D. LE SOUTIEN À L'ÉGALITÉ DES CHANCES À L'ÉCOLE

En la matière, le Pacte de relance a renforcé un certain nombre d'actions engagées avant son entrée en vigueur. Il a également enrichi la contribution du ministère de l'éducation nationale de plusieurs initiatives nouvelles en faveur de la politique de la ville :

- L'opération " Ecole ouverte " qui permet d'accueillir pendant les vacances des jeunes de 11 à 18 ans pour qu'ils se livrent à des activités éducatives et de loisirs a été étendue à tout le territoire et à l'ensemble de l'année scolaire. Elle touche désormais toutes les académies et tous les jours de congés inclus dans l'année scolaire (tels que les mercredis ou les samedis). En 1996, elle a concerné 21 académies (14 en 1995), 169 établissements (128 en 1995) et 23.889 jeunes (19.000 en 1995). Son coût total reste stable au niveau de 28 millions de francs en 1998.

- Des contrats locaux d'accompagnement scolaire , concerneront 40.000 enfants dans les zones d'éducation prioritaire (ZEP), qui suivent l'enseignement du cours préparatoire (cycle d'apprentissage) ou qui passent de CM2 en 6ème (passage à l'enseignement primaire au collège).

- Le Pacte a également prévu de faire participer des étudiants à des programmes d'accompagnement scolaire , tout en leur permettant de valider cette action dans le cadre de leur cursus universitaire. Une expérimentation s'est déroulée, en 1996, dans les universités de Villetaneuse, Nice, Metz et Nancy et il est prévu d'étendre ce programme aux grandes écoles.

- Divers projets tels que ceux tendant à l'aménagement des rythmes scolaires dans les établissements situés dans des zones franches ; au renforcement de la présence d'adultes (conseillers d'éducation, médecins, assistants sociaux, infirmiers) dans les établissements situés en ZUS.
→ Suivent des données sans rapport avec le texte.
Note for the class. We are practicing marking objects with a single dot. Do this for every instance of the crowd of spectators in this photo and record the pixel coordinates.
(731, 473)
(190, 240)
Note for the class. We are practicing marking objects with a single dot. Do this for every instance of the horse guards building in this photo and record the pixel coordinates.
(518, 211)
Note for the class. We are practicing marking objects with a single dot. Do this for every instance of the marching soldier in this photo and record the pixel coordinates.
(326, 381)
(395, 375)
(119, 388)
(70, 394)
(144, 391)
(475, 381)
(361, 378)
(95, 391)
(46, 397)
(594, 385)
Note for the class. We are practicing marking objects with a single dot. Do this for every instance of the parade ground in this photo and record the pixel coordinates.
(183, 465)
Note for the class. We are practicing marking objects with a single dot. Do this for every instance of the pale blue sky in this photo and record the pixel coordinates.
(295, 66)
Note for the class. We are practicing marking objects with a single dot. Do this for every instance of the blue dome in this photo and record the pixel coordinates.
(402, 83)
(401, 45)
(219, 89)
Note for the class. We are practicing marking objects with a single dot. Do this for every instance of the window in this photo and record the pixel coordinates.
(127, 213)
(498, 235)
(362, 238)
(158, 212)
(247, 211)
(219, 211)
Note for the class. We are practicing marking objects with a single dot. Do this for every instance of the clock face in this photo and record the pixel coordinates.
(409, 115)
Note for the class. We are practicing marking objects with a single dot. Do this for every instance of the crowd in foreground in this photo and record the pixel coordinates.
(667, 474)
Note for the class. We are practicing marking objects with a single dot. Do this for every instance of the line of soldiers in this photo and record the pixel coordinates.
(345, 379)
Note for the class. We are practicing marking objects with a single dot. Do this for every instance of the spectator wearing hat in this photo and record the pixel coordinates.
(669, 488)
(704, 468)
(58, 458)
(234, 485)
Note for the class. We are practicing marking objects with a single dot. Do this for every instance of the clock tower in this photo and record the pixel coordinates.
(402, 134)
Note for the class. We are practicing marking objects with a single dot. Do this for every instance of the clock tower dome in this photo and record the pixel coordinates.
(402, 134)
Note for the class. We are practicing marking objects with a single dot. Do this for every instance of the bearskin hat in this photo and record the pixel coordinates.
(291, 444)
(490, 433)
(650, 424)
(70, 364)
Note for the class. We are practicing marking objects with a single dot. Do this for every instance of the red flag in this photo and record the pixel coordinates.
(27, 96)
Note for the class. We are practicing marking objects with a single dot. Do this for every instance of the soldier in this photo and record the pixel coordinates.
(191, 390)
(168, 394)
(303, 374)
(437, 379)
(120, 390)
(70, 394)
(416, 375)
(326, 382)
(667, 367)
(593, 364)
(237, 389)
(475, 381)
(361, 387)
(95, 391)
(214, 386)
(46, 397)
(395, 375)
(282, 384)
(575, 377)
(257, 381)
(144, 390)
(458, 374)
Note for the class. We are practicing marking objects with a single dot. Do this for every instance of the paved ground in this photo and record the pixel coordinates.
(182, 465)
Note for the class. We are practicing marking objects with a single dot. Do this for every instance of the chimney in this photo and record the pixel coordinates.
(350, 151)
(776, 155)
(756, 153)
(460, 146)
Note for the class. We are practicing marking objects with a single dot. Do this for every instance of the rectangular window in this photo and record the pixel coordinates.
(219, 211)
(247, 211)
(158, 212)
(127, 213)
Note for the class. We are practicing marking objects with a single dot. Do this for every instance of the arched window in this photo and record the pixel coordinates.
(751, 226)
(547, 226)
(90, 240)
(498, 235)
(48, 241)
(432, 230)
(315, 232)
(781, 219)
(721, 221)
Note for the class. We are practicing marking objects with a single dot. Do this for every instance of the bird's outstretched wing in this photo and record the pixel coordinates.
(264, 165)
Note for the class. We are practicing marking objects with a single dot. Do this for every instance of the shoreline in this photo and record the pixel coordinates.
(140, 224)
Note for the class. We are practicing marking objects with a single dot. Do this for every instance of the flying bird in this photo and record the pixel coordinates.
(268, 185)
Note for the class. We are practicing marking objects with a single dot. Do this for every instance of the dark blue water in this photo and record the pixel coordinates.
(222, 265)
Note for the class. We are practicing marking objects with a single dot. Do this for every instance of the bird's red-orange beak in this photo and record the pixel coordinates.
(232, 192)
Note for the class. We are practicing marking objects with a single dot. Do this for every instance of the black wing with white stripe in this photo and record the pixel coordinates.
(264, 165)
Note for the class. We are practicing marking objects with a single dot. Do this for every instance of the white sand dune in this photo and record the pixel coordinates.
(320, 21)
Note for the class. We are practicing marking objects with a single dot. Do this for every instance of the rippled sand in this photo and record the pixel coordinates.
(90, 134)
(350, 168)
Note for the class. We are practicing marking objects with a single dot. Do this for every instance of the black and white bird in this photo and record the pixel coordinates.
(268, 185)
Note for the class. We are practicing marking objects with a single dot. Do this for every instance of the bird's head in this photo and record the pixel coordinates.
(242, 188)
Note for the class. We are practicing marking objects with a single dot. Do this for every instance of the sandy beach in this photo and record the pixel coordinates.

- Un projet de nutrition des enfants dans les écoles primaires a également été lancé. Il tend à associer une action pédagogique de promotion de la santé à la délivrance d'un petit déjeuner à l'école, afin de lutter contre les carences alimentaires dont souffrent certains enfants. Un budget de 9,5 millions de francs est destiné à venir en aide aux communes qui s'engagent à soutenir cette action. Votre Commission des Affaires économiques estime que ce projet est très important.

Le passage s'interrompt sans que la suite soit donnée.